A Vietnam veteran who told the sentencing judge he wanted to die for three murders came a step closer to getting his wish yesterday as the California Supreme Court unanimously affirmed the death sentence imposed by a Contra Costa Superior Court judge.

William James Ramos may have had a “death wish,” Justice Ming Chin wrote for the high court. But he was competent to plead guilty, admit the multiple-murder special circumstance, and proceed directly to a capital sentencing trial, the justice concluded.

A jury found that Ramos should die for the murders of his girlfriend and the sister and daughter of his ex-girlfriend, all of whom where shot to death over a two-day period in March 1991.

Prosecution’s Case

At the penalty trial, prosecutors presented evidence of all three murders, of three prior felonies for which Ramos had been convicted—the attempted murder of a woman who dealt cards in a Reno casino after she broke up with him in 1976, a 1979 armed battery in the Reno area, and felony drunk driving in Sacramento in 1990—and of three uncharged episodes of criminal violence.
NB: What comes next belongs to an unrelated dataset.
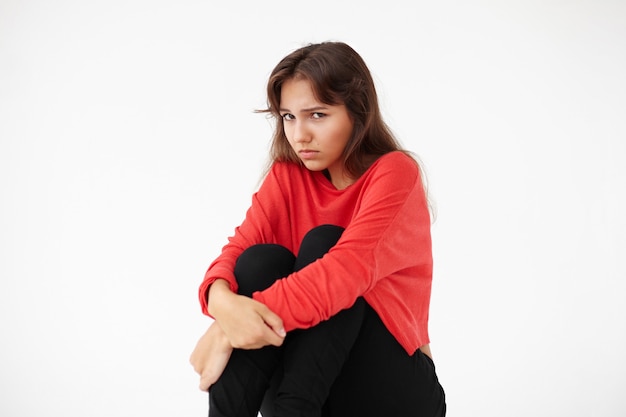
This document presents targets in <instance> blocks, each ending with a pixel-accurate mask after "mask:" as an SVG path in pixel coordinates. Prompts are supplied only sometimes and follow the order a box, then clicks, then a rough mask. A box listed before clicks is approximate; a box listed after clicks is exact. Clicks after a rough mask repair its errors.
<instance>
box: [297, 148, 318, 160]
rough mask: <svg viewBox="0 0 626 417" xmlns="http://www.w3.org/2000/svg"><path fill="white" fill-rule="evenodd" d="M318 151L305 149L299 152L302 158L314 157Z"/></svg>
mask: <svg viewBox="0 0 626 417" xmlns="http://www.w3.org/2000/svg"><path fill="white" fill-rule="evenodd" d="M317 153H318V152H317V151H312V150H309V149H304V150H301V151H299V152H298V154H299V155H300V158H302V159H311V158H314V157H315V156H316V155H317Z"/></svg>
The last incident occurred while he was in jail awaiting trial for the murders. Ramos allegedly attacked one of his jailers, breaking his thumb, and later threatened to kill him.
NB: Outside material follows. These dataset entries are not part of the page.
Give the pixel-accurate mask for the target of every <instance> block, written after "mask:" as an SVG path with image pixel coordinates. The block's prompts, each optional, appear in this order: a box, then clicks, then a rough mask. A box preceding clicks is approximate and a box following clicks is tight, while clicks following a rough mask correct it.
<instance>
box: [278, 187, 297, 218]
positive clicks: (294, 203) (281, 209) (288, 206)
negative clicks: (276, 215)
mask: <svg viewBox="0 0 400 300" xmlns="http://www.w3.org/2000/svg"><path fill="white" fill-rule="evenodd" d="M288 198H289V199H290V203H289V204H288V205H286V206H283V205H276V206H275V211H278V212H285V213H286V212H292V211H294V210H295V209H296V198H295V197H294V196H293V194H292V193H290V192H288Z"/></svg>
After that episode, jail officials decided he was too dangerous to house, and he was transferred to San Quentin until the start of his trial.

Paranoid Disorder

A psychiatrist testified that Ramos suffered from a paranoid personality disorder, due to factors including an abusive childhood—his aunt testified that his mother beat him and his brother, and later committed suicide—and his wartime experiences. But the doctor also testified that he knew what he was doing.

Ramos was on probation at the time of the murders, a result of the drunk driving case, and police found his girlfriend’s body and other physical evidence of the murders in a warrantless search of his home. Before he pled guilty, Judge James Marchiano—since elevated to the First District Court of Appeal—denied his motion to suppress, ruling that there was a legitimate probation search.

Chin, writing for the high court, agreed.

“The facts known to the police when they undertook the probation search provide ample support for the intrusion on defendant’s privacy,” the justice wrote. He cited evidence that Mary Cagle, the defendant’s former wife, arrived at the scene shortly after her daughter was shot and saw Ramos driving away; that Ramos was bitter over the couple’s divorce; and that Ramos had called Cagle after her daughter was killed and left a message on her machine admitting he had killed her sister.

Defendant Held Competent

Chin said there was no need for Marchiano to hold a competency hearing, either  before or after accepting the guilty plea. A defendant’s willingness to plead guilty to a capital charge does not, in and of itself, raise a doubt as to his ability to assist counsel in his defense, the justice wrote, and there was no other evidence to suggest a lack of competency as a matter of law.

The justice rejected the argument that Marchiano erred in relying on his own observations of the defendant’s demeanor in determining he was competent. While it would have been error to base a competency finding and such observation alone, Chin explained, a trial judge may consider the behavior exhibited by the defendant in the courtroom along with other available evidence in making a determination.

Chin also rejected the claim that the defendant’s rights were violated when the trial judge, balancing the defendant’s right to a fair trial against the privilege granted to journalists under the Shield Law, limited the defense cross-examination of a reporter for the Antioch Daily Ledger Post Dispatch.

The reporter, William Hutchinson, was subpoenaed by prosecutors to testify about an article based on a jailhouse interview. Hutchinson quoted the defendant as saying he expected to get the death penalty, that there was “a lot of evidence” against him, that he “weighed all that [the evidence and the possibility of capital punishment] before I did anything,” and that “if you push my button, then whatever happens, happens.”

A motion to quash the subpoena was denied after prosecutors assured the judge they would only question the reporter about matters outside the scope of the privilege, which protects anonymous sources and unpublished material. Hutchinson then testified that he did not independently recall the interview, but that he believed at the time of publication that everything in the article was accurate.

Marchiano ruled the defense could question Hutchinson about the defendant’s demeanor, mental status, and the manner in which the defendant answered questions, but could not compel him to produce his notes.

Chin said the trial judge did not abuse his discretion in handling the matter that way. The defendant, Chin wrote, made no showing that Marchiano’s ruling in any way “negatively influenced his ability to present a defense or receive assistance from counsel, or in any way changed his defense or the context of Hutchinson’s testimony.”

The case is People v. Ramos, 04 S.O.S. 6115.